暗がりの寝室で男児の寝顔を確認してから、作業服の上着を脱いで、父親は食卓に腰をかける。
「今日、内定をもらったよ」
コトコトと鍋を温めていた母親が、驚いた顔で振り返った。
「今、派遣で行ってるとこ、正社員雇用に切り替えてくれるらしい」
新しく受けた会社からの内定は全滅であったが、派遣として行っていた会社で評価されたのであった。
「日頃から真面目にやっておくもんだなあ」
背凭れに体を預けて、脱力した吐息を長くつく。
鍋にかけていた火を止めると、母親は冷蔵庫の前に走った。中から一本、この家では高級品である缶を出す。酒だ。麦酒を父親に差し出すと、母親は「おめでとう」と屈託のない笑みで言った。笑みの中、瞳が潤んでいる。心から母親が喜んでいることを知れた。

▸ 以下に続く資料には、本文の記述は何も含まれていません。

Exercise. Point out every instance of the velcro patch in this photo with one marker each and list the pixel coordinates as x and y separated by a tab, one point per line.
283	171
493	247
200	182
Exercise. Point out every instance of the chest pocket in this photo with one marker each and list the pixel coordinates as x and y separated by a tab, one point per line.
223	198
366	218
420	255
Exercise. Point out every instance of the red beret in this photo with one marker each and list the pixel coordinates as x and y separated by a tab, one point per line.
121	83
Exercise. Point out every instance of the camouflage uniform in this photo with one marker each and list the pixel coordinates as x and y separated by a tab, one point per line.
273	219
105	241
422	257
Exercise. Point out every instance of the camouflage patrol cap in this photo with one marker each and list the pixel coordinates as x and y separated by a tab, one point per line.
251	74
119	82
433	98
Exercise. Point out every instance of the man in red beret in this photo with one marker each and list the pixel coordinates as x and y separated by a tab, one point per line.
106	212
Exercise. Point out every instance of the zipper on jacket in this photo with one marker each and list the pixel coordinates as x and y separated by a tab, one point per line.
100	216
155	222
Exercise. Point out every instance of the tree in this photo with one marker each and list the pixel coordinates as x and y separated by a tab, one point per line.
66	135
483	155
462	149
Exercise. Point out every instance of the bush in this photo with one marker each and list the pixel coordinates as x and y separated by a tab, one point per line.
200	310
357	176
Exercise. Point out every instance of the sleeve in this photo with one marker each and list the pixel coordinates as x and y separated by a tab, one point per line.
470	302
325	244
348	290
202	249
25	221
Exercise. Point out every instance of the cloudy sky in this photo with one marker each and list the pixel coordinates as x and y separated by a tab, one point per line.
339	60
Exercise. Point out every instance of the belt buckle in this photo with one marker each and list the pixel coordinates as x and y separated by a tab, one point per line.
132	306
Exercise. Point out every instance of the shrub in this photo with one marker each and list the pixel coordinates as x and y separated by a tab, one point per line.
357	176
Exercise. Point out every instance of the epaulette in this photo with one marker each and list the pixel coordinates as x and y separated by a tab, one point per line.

「ありがとう。でも、これからだ。もっと広いところに住んで、子ども部屋も作ってあげないとな」
母親の涙目がうつったようで、父親も涙ぐんで未来を語った。
私も、父と母の二人と、産まれてくる赤ん坊、すやすやと眠っている男児を眺めて、泣きそうな思いであった。良かった、良かった。だが、寂しくもなると思う。こうした喜ばしいことが住人にあった時、私とのお別れが近付いているのである。
男児たちは広い家へ越していくのであろう。
老婆はいつか息子と暮らすのであろう。
彼女も結婚をして巣立って行き、彼も夢を追って新天地へと向かう。
こうやって私は、幾度となく出会いと別れを繰り返してきた。でも、いいのだ。私はアパートだから、旅立って行く住人たちの更なる幸福を願い、新たな住人を受け入れる。
本日、四度目の「おめでとう」を、万歳をして私は叫んだ。